Sikap defensif yang kontradikif itu semakin kentara ketika SBY menggunakan tangan Partai Demokrat untuk memproteksi paslon 1 dengan mengeluarkan pernyataan sikap. Isinya pun sudah dapat ditebak, menggunakan standar ganda (sumber).
Bahkan melalui Partai Demokrat, kader dan anggotanya berharap agar proses pemeriksaan terhadap Sylviana dapat ditunda setelah perhelatan Pilkada usai. Sementara dalam kasus Ahok SBY meminta kepada aparat hukum untuk segera memproses hukum demi tegaknya keadilan, tanpa harus menunggu sampai lebaran kuda.
Kontradiksi tidak berhenti sampai di situ. SBY kembali menunjukkan sikap kontrasdiktif defensif kemarin (Rabu, 1/2/17).
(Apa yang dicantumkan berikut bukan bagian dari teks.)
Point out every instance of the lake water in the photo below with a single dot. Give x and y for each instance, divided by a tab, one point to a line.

Merasa ‘diusik’ oleh Penasehat Hukum (PH) Ahok dalam sidang penistaan agama, SBY merasa perlu melakukan konfrensi pers. Tujuannya adalah untuk memberikan klarifikasi atas perkembangan yang terjadi dalam sidang dengan agenda pemeriksaan saksi fakta, yakni K.H. Ma’ruf Amin.
Alih-alih membuat semuanya menjadi terang benderang, SBY malah membuat publik menduga-duga bahwa memang betul ada percakapan yang terjadi antara beliau dengan K. H. Ma’ruf Amin. Soal materi percakapan itu terkait dengan situasi terkini menyangkut semua isu dan proses pilkada, itu menjadi hal yang lain.
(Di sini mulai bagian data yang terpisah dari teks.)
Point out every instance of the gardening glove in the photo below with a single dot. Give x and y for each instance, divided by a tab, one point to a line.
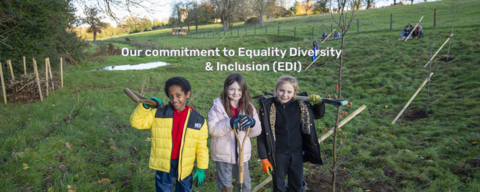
201	175
313	98
157	100
245	122
266	166
234	122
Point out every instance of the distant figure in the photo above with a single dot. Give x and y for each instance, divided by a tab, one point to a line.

Bahkan secara tersirat, SBY mendesak Presiden Jokowi untuk melakukan klarifikasi terhadap kemungkinan lembaga negara terlibat dalam penyadapan telepon tanpa hak, karena hal itu merupakan tindakan ilegal. Bagi SBY tindakan penyadapan ilegal merupakan sebuah skandal, yang dapat menyebabkan sebuah rezim terjungkal. Malah pula SBY melempar isu pula dengan mengatakan bahwa ada pihak-pihak di lingkaran istana yang melarang Jokowi untuk bertemu dengan dirinya (sumber).
***
SBY akan berbicara dan segera bersikap  bila berkaitan dengan kepentingan politik dan citra diri. Padahal sebagai seoang mantan Presiden, SBY harusnya paham dengan geliat perkembangan dan kondisi perpolitikkan tanah air, yang selalu dibumbui isu, rumor, hoax, dan fitnah.
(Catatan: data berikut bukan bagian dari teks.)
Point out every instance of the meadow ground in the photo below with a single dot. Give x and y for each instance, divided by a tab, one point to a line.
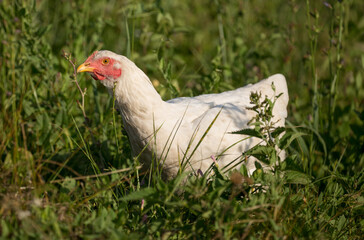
62	176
Dengan begitu, SBY harus dapat menahan diri untuk tidak terlalu menunjukkan sikap-sikap reaktif emosional dan defensif. Lebih arif dalam membaca peta dan ‘cuaca’ politik yang fluktuatif tanpa harus bersikap sensi. Karena hal itu akan melahirkan kontradiksi-kontradiksi yang merugikan. Bukan saja untuk citra diri, tapi juga akan memberi otimisme kepada anak bangsa dalam memperpanjang asa membangun negeri.
Sudah saatnya SBY lebih menonjolkan sikap kenegarawanan! Karena sikap-sikap kontradiksi akan mengurangi (mereduksi) ketokohannya sebagai mantan Presiden RI.